Catherine Sampson tries to give the Charter ’08 crowd a boost:
Well it depends on how old they are. There were sharp downturns in growth from 89-92 and 97-98, for instance. None of these produced any of the politically directed unrest Ms S is looking forward too. And besides, she’s looking in the wrong places. It’s the people who marginally benefitted in the good years who are in most danger of running out of money and options. Most analysts number the Chinese middle classes at around 200 million. That’s over a billion people left who never did that well in the first place, though most did do better.
What effects will recession have there? “More unrest” is the usual answer. Most of the earlier wave of MGIs were actually products of increased growth: cadres and well connected businessmen grabbing peasant land to put it to more profitable use. These are not likely to increase in a recession. Nor are the civic protests such as those against the Xiamen PX naphta cracker or the Shanghai Maglev project for similar regions. Social MGI’s, where large crowds of under or marginally and under- employed people gather to riot against some example of abuse of power by Party officials are likely to grow, if only because recession will increase the numbers of the rioting classes. But it’s unclear how much of a threat this is to Communist Party rule. At one stage during the Cultural Revolution, 120,000 men fought on the streets of Shanghai and the Party got through that OK. The CPC is a very resilient organization. It’s not some rancid Soviet false face in Eastern Europe.

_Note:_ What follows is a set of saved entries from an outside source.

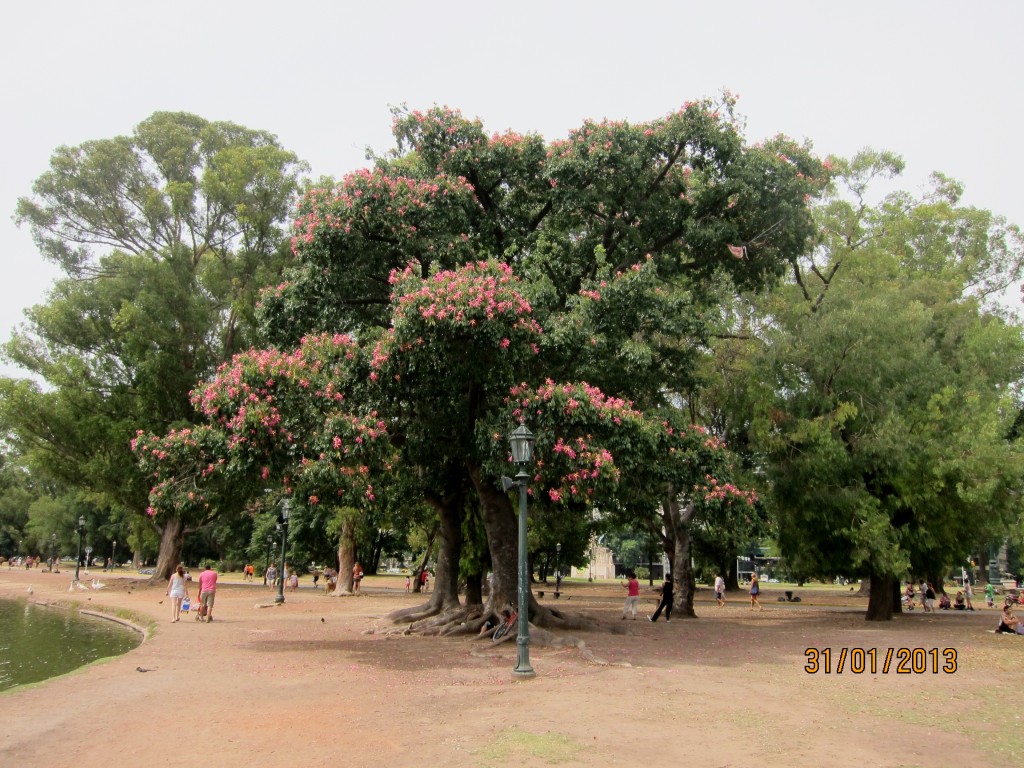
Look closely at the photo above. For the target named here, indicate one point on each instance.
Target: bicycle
(504, 627)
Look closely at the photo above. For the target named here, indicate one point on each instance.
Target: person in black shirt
(666, 603)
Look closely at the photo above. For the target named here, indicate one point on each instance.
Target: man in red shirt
(207, 592)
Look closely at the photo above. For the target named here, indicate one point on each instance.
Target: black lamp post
(558, 572)
(266, 567)
(78, 557)
(521, 441)
(286, 506)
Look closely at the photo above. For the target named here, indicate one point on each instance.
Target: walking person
(720, 590)
(632, 595)
(930, 598)
(755, 591)
(666, 601)
(177, 590)
(207, 592)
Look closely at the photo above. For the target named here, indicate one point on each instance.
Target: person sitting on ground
(1009, 624)
(489, 624)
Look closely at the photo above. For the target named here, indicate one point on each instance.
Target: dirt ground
(308, 683)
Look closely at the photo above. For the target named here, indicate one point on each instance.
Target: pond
(39, 642)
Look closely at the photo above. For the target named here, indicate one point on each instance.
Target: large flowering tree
(453, 253)
(274, 420)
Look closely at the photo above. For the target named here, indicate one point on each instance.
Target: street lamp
(521, 442)
(558, 572)
(78, 556)
(286, 506)
(266, 567)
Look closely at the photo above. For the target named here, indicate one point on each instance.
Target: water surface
(39, 642)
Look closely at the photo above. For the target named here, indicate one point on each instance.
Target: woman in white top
(177, 590)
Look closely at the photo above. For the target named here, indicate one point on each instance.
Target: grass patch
(515, 743)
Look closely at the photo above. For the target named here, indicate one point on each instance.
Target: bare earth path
(303, 684)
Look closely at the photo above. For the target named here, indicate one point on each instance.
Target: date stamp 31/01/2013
(885, 660)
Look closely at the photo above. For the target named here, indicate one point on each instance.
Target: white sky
(937, 81)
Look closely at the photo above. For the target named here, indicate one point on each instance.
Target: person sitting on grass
(1009, 624)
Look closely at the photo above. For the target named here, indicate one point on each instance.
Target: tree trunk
(417, 584)
(346, 558)
(730, 571)
(897, 597)
(474, 589)
(880, 603)
(503, 540)
(450, 512)
(171, 540)
(682, 571)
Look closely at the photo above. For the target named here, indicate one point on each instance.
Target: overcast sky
(937, 82)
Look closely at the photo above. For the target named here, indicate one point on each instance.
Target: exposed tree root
(541, 637)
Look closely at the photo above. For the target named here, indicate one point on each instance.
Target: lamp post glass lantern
(558, 571)
(78, 556)
(286, 507)
(521, 442)
(266, 567)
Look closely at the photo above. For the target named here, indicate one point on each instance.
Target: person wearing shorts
(632, 595)
(207, 592)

Ms Sampson also seems to be enamoured of the odd idea that the Chinese as whole have been somehow pampered over recent years. Someone my age would have been born in China just after the Great Leap Forward and just before the Cultural Revolution. I would have been fourteen when Deng introduced the household responsibility system in the countryside, at which age I would have been able to count on a regular full stomach. I’d have got to university a few years after regular examinations were introduced. I’d have been on the job market for two or three years at the time of Tiananmen and the resultant freeze on economic growth. Things might have got better along a fairly smooth upward gradient since then, but there’s nothing about a recession in itself that would produce a shattering sense of disillusion.
As it happens, there’s not been much response of any kind that I’ve been able to detect to Charter 08 from the wider Sinosphere. Roland Soong translates a critique by veteran dissident Wang Xizhe here. But that’s broadly it. Liu Xiaobo was arrested, but Liu Xiaobo is always getting arrested. It’s debatable how much publicity the Charter would have got if he’d have been left alone.
You've examined the wrong age range. Middle aged men don't make revolution. Young men (18-24) do. They don't owe the existing system anything and could quite easily become the leaders of the new order.
I agree that the Chinese state doesn't look weak enough for a successful revolt. I anticipate mass demonstrations, protests and a re-organization of the political hierarchy in their wake.
Posted by: Fellow Traveller | December 14, 2008 at 06:41 PM
"Middle aged men don't make revolution"
No, but they do lead them :-) I was thinking more of this idea that recession is some kind of unparalleled catastrophe in recent Chinese history.
What I'd anticipate politically is more of a withdrawal from the parallel administrations the CPC runs right down to village level, with autonomy and local democracy very gradually increasing in size and scope, at times under pressure from localized outbreaks of discontent.
In Britain we got the Baron's charter in 1215; women were granted equal suffrage with men in 1928. I think we might be looking at that kind of timescale for China.
Posted by: jamie k | December 14, 2008 at 07:24 PM
I think the modern world moves at a faster rate than your historical analogy. The speed of communications across the whole globe makes rapid transformation much more likely. We've not seen the full effect of the Internet & mobile phones in every pocket yet.